Cage flashes that Tom Cruise smile while refusing the direct order of Brigham, who tells Cage he’s free to go. But the second that Cage sets foot outside the office, the general orders some nearby MPs to “arrest this man.” So, what’s Cage to do? Why, burst into that famous Tom Cruise Run!

And then get tasered.

Waking up in the barracks of a massive airfield, he’s informed by Master Sgt. Farell (Bill Paxton in one of the movie’s many just right casting choices) that he’s been reduced in rank to private and that he’s to be “combat ready by morning.”

If by “combat ready” Farell meant a sweaty, terrified mess whose legs would probably buckle if not for the metal Jacket supporting them, and who can’t figure out how to turn off his arm-mounted gun’s safety setting, then Cage passes muster.

The ensuing battle is a complete slaughter.
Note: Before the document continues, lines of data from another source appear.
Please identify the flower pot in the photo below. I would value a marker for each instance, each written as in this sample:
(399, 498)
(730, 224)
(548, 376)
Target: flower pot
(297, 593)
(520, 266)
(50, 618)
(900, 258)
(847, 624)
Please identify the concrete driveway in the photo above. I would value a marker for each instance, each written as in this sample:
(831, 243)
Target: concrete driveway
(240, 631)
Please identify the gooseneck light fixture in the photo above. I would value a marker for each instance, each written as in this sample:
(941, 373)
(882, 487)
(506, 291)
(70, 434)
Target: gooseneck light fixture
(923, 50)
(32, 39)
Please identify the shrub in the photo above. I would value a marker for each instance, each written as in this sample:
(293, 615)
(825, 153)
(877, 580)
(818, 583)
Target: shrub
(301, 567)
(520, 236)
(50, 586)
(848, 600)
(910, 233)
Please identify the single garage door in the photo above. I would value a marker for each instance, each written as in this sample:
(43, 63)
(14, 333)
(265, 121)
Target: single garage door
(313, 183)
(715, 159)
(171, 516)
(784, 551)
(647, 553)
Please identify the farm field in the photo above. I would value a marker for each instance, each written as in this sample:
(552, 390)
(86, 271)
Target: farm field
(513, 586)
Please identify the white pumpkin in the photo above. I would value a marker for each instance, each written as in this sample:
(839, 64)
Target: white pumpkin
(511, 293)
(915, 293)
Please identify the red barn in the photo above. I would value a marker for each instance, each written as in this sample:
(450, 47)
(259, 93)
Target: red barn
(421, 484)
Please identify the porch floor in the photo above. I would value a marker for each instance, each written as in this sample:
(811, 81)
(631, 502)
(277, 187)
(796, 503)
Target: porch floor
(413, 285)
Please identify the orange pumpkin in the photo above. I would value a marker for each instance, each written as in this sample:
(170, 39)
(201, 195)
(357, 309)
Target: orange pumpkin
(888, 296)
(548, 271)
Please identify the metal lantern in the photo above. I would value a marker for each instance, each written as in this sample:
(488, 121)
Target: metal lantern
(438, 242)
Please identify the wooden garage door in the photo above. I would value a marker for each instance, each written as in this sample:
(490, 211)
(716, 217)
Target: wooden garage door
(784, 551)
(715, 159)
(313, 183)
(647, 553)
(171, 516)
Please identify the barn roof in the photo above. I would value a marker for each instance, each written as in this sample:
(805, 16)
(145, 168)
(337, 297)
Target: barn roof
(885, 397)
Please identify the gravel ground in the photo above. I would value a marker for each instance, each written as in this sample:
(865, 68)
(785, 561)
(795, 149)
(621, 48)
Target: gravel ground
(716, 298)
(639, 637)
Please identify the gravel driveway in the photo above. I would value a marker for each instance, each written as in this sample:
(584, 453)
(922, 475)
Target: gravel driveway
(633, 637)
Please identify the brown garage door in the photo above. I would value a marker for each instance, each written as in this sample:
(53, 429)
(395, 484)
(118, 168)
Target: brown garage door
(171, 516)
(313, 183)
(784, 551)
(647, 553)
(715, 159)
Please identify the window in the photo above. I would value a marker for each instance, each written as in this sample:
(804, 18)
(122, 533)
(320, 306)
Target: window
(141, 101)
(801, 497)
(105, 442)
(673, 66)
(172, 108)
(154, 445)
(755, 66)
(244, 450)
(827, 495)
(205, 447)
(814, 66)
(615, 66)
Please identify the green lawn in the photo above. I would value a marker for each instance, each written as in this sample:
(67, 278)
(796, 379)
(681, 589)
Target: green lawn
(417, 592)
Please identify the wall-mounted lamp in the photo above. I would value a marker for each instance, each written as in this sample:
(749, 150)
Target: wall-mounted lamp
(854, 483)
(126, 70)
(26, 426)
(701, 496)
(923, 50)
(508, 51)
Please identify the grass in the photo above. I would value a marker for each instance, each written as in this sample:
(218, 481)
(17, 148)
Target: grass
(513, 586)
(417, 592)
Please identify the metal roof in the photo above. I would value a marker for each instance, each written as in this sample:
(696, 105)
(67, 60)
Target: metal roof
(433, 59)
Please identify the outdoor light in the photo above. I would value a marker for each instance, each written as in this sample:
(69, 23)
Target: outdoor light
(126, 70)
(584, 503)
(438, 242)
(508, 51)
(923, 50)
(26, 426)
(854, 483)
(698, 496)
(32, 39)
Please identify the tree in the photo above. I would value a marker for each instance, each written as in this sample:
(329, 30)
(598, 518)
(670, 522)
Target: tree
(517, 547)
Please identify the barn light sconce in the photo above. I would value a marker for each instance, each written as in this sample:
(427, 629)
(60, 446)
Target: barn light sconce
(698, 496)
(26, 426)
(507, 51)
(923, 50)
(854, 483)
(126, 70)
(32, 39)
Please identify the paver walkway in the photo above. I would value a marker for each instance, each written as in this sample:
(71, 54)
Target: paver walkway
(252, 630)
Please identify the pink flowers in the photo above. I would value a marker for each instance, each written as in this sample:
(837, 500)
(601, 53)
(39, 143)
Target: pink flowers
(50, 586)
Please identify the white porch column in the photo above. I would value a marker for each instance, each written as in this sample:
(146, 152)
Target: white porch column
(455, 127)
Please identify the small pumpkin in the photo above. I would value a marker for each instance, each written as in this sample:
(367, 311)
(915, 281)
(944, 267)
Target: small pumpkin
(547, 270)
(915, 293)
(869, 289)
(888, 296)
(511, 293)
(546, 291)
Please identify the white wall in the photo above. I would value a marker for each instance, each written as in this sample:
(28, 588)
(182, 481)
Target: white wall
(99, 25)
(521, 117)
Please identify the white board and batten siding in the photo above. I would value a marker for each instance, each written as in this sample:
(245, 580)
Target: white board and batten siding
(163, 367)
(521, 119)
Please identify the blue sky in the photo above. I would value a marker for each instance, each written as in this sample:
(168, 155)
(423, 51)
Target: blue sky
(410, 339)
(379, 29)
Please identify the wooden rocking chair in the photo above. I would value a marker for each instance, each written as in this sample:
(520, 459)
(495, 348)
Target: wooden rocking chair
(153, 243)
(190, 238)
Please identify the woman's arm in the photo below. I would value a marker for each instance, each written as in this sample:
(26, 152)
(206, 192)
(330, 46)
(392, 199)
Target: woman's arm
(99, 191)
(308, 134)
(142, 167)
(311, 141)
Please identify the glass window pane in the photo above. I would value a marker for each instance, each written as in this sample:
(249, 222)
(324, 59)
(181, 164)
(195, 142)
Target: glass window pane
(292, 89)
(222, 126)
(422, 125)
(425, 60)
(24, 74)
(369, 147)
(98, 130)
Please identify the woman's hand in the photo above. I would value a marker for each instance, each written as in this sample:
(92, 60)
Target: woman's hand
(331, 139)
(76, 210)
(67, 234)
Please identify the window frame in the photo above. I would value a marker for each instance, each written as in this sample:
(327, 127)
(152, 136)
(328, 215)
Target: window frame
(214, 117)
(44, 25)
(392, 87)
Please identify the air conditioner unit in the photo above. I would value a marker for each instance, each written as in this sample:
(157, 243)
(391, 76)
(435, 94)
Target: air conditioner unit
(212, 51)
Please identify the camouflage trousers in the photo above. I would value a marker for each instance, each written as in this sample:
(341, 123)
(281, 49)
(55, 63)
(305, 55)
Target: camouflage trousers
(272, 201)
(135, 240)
The Mimics knew this “surprise” attack was coming, and within minutes of this tremendously well-staged sequence (the first of many), Cage is dead.

And then he wakes up in the barracks of a massive airfield, informed by Farell that he’s to be combat ready by morning.

I’ll note the film’s tagline here: “Live. Die. Repeat.”

Déjà vu equals death; we discover that Cage is trapped within the plot of Groundhog Day, only unlike Bill Murray’s Phil Connors, the different variations on the day always end with him dying in an inventively excruciating manner—mining nearly as many laughs as you’d find in Murray’s classic comedy.

During one of his battlefield failures, he encounters the legendary “Full Metal Bitch,” Rita Vrataski (a chiseled Emily Blunt), who tells him to “come find me when you wake up,” resigning herself to imminent doom.

Things only get more interesting—and clever—from here.

The video game trope of repeating actions until you’re able to proceed a little… bit… further amazingly never grows stale; the variations remain fresh, and there’s a real mystery to what’s happening, one you feel like you’re solving alongside Cage and Vrataski.

Fans of Cruise will eat this up, while those who aren’t will also delight as the man who never wanted to be an action hero dives into the role of a coward, with haters rewarded with the chance to watch the actor die countless times, in hilarious ways befitting the best of Wile E. Coyote and his encounters with Acme’s finest anvils.

Don’t be surprised if you find yourself buying a ticket all over again after the movie is over. I’ll see you back in line.

 

Edge of Tomorrow 

Starring Tom Cruise, Emily Blunt, Bill Paxton, Jonas Armstrong, Tony Way, Kick Gurry, Franz Drameh, Dragomir Mrsic, Charlotte Riley, Masayoshi Haneda, Terence Maynard, Noah Taylor and Brendan Gleeson. Screenplay by Christopher McQuarrie, Jez Butterworth and John-Henry Butterworth, based on the novel All You Need Is Kill by Hiroshi Sakurazaka. Directed by Doug Liman. At Boston Common, Fenway and in the suburbs.